= Cationization of cotton =

Chemical process

The cationization of cotton is an electrokinetic process for surface-charging cotton with negative ions. Cationization alters the characterization of the surface of the cotton, which allows salt-free dyeing and improves the dyeability of cotton. The process involves the chemical reaction of cationic reactive agents with cellulose.

== Methods of cationization ==
Cationization involves the modification of cellulosic macromolecules that have positively charged sites, by using a chemical reaction with cationic reagents; for example, with a quaternary ammonium cation or using (3-chloro-2-hydroxylpropyl) trimethyl-ammonium chloride (CHPTAC).

== Advantages ==

Cotton possesses a negative surface charge, while reactive and direct dyes also carry a negative charge. The like charges repel each other, and the addition of salt aids in dyeing by generating a positive charge on the cotton surface. The industry has predominantly used reactive dyes to color knitted cotton goods. The treatment of salt-laden, colored effluent generated by the dyeing process is one of the industry's primary concerns. Cotton cationization is one of the most effective solutions to the aforementioned problem.
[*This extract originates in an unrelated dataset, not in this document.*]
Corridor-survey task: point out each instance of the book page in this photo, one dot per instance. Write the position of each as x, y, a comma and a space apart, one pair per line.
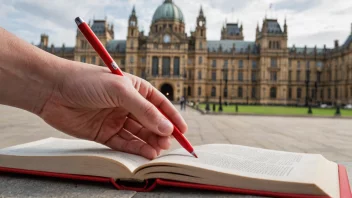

Cationization of cotton enables salt-free dyeing and enhances the dyeability of the substrate with anionic dyes such as reactive dyes and direct dyes. Water and salt consumption are one of the major problems in dyeing, especially of cotton, which leads to substantial environmental impact with extra time and cost. Secondly, washing off the residual salt is also important for washing-fastness properties, which needs more washing baths. Cationization of cotton reduces the effluent, TDS load, and water consumption in comparison to the conventional dyeing processes.